As discussed earlier, the model development and evaluation technology supports evolutionary model development and ontology principles of common input data. For this purpose, the model development and evaluation technology serves the following objectives: It enables the mimicking of human experts using other approaches. It performs knowledge engineering to design, for example, Bayesian network-based models. It performs data-driven training for black box approaches such as deep learning. It applies consistent model evaluation criteria to enable the model evaluations to be performed automatically or semi-automatically. It allows each model to be developed over time and to compete at any time and concurrently with other models for use in production contexts.
Among the advantages of the evolutionary model development enabled by the model evaluation technology described here are the following: the model evaluation process is performed semi- automatically which facilitates more rapid, more logical, and more disciplined evaluation by experts of competing types of models (such as machine learning, Bayesian, deep learning, and others) and specific competing models. The technology can enable model development to be done in competition with the development of models by human experts (such as model development by portfolio managers for investment purposes). The technology provides transparency with respect to the performances of types of models in particular models which can lead to broader use of more effective models. Transparency can stimulate a competitive ecosystem to motivate the evolution of different competitive model types and models.

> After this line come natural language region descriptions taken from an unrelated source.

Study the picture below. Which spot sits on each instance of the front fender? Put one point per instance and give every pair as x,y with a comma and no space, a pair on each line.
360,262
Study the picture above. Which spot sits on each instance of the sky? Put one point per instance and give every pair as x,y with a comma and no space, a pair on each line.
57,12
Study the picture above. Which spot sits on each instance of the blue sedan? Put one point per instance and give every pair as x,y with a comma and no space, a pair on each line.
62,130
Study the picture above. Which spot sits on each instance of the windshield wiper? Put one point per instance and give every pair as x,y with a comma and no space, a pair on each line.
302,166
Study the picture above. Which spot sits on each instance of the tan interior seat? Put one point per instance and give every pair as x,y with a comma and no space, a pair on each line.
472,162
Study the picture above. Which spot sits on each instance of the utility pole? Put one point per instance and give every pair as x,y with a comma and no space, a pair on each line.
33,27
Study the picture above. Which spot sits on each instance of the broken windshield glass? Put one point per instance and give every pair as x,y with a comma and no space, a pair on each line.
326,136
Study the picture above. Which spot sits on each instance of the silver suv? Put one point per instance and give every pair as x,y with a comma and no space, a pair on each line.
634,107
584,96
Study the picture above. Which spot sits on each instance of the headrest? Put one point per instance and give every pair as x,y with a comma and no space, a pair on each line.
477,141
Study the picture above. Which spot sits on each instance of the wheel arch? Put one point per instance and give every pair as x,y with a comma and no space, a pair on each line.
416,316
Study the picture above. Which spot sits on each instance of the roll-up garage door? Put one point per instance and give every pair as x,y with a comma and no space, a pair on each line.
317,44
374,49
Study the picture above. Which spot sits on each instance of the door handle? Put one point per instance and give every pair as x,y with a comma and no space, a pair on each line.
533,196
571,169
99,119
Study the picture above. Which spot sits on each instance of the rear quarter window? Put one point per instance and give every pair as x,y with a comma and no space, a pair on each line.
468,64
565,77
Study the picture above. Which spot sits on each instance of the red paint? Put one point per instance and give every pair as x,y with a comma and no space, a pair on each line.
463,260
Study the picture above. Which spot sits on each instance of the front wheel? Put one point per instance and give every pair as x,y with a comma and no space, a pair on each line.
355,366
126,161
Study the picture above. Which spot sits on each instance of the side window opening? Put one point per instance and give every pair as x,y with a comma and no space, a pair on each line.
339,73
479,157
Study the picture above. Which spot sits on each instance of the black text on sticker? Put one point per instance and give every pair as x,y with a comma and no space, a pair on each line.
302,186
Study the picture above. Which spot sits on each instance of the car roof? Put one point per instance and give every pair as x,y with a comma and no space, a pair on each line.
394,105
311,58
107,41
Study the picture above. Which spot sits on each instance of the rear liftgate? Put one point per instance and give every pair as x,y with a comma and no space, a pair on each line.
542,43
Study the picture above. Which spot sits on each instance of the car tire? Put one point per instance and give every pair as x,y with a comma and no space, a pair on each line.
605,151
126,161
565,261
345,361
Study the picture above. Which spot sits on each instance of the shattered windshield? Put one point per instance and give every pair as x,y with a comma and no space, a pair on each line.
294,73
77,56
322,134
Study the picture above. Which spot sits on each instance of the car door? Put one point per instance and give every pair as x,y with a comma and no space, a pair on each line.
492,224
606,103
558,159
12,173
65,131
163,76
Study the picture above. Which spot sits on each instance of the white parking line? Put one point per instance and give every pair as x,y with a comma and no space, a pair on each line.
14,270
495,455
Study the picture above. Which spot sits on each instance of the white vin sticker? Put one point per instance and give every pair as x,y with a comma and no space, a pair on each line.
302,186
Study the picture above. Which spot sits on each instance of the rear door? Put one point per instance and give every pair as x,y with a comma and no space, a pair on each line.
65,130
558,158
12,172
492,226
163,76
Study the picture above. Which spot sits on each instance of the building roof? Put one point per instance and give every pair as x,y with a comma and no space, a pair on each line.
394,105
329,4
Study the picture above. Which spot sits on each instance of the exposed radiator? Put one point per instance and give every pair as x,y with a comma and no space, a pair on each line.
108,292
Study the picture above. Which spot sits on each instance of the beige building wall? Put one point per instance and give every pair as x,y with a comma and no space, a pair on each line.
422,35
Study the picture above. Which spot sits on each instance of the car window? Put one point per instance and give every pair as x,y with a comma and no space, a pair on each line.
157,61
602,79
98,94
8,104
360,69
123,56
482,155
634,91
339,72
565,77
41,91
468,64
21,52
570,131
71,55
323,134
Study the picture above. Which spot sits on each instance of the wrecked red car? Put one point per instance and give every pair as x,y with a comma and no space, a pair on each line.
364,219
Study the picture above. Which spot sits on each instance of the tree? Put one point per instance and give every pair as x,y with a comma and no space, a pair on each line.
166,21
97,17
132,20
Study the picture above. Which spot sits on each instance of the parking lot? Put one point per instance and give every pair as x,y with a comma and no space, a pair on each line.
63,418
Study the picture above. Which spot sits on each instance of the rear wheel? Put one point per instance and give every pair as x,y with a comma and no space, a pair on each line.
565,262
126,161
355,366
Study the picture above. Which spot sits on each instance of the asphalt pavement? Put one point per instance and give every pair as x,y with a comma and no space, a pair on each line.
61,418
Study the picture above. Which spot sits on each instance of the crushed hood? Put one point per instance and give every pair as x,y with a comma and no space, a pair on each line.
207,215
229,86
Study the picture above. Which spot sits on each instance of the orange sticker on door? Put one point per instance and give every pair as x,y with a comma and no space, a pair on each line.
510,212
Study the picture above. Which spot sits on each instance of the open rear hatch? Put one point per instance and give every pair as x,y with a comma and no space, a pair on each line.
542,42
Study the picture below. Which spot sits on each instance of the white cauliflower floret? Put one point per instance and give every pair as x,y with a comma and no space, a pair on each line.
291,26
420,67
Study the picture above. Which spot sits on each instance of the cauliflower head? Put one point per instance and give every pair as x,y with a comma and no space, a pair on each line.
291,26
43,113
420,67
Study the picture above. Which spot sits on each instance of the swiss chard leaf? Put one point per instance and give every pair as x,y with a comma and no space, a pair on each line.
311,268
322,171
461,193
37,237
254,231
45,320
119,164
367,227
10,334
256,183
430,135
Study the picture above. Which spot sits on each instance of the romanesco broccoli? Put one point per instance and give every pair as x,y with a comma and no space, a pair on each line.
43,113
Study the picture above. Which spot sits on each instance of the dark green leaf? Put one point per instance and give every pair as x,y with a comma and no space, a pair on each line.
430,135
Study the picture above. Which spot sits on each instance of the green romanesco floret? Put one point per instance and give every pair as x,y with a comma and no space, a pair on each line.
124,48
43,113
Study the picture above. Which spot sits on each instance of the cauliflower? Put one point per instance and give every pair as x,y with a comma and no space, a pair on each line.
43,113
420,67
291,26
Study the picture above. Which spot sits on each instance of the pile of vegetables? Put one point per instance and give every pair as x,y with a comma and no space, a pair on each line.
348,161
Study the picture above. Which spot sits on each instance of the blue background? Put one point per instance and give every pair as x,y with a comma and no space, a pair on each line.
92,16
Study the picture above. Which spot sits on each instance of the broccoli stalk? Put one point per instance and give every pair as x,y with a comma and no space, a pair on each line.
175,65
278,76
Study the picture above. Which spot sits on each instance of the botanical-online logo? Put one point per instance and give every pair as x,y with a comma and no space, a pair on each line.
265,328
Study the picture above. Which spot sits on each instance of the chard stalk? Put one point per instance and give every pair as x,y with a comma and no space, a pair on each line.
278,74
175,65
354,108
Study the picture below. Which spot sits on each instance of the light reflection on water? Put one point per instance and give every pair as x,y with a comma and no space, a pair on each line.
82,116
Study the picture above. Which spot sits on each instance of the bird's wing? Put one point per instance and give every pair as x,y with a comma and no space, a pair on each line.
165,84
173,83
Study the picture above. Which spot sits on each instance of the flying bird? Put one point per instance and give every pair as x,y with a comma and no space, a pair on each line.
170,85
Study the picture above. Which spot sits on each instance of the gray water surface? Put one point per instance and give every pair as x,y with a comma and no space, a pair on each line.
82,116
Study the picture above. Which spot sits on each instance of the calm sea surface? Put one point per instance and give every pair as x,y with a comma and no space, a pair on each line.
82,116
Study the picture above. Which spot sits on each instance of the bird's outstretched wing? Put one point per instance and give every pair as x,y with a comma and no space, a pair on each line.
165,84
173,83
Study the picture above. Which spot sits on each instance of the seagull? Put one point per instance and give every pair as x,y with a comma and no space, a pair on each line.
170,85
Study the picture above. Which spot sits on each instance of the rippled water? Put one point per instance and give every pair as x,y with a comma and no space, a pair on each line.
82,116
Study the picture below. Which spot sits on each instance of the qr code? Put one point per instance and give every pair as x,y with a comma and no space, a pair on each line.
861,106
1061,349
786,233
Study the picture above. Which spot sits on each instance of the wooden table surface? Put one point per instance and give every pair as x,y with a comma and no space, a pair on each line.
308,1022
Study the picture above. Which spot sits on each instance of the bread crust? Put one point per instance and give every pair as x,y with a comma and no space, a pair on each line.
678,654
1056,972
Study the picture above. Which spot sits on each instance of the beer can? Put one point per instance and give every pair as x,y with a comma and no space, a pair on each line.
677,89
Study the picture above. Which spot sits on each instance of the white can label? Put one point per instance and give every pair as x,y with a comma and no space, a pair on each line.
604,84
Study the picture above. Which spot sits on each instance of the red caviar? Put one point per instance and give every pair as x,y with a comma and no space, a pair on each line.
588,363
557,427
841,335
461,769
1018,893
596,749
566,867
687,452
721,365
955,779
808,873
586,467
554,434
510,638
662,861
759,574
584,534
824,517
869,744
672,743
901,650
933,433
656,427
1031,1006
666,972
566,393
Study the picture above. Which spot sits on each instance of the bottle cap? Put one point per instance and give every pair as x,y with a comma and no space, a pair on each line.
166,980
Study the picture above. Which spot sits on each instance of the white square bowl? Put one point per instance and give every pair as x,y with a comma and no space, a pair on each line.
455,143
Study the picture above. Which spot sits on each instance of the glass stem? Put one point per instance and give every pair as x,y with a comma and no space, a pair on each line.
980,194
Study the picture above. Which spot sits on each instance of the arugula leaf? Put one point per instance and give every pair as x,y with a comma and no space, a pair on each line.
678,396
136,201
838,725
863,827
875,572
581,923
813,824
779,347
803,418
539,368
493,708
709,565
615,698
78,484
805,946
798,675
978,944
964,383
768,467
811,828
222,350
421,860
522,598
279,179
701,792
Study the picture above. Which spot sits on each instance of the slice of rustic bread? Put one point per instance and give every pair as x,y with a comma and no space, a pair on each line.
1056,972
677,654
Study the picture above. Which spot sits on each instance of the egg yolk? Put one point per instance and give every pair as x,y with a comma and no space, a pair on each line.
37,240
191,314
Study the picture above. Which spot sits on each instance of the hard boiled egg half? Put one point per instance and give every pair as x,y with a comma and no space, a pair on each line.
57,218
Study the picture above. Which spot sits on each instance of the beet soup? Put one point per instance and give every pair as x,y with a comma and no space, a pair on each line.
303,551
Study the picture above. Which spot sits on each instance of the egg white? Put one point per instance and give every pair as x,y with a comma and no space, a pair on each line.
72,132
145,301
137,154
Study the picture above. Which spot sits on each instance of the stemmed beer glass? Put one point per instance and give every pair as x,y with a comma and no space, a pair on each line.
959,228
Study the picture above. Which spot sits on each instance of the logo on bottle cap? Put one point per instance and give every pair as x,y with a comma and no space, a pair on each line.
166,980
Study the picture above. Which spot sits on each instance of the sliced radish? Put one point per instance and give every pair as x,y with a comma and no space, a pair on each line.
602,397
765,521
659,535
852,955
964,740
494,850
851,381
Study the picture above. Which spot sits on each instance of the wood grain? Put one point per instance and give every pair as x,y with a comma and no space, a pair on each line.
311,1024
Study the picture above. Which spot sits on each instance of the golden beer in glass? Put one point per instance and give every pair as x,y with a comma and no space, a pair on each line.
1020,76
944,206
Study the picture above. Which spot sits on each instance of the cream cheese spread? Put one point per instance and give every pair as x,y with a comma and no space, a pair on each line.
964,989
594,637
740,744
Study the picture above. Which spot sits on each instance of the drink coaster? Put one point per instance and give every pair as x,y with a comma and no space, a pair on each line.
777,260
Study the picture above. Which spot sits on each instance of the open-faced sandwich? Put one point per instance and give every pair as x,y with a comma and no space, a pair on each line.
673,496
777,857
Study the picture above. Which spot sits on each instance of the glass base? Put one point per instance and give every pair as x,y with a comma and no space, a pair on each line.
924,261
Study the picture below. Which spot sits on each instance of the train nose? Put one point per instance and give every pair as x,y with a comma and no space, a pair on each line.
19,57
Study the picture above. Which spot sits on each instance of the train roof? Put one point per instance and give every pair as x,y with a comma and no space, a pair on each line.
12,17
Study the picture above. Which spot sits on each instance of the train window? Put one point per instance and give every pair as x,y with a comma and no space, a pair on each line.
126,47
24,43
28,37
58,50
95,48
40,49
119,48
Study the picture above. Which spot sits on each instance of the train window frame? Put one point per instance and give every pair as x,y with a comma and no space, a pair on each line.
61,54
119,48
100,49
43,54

As shown in figure 12, the model development and evaluation technology can involve interaction between the development process for models being used in production environments 302 and candidate models under development 304. With respect to models being used in production environments, the technology enables a user to implement data and feature enhancements 306 of a production model. With respect to candidate models under development, the technology enables a user to define an initial prototype 308 and develop the prototype. Data and feature enhancements can be part of the process of developing the initial prototype, and the data and feature enhancements can be generated in the course of the prototype development. Ontology alignment 310 (that is, assuring that the inputs, outputs, and metrics conform to define concepts of one or more ontologies) is applied to the data and feature enhancements 306 and to developed rules/Bayesian models 312 that result from the prototyping 308. As part of the model development 312, the user can define target use cases 314. Eventually, the rules/Bayesian and model can be put into production deployment 316. Any model in production and any candidate model can be compared by challenger/champion comparison testing 318 using production data in an off-line mode 320. If the challenger performs better than the champion, the production environment can be upgraded by deploying the challenger 322.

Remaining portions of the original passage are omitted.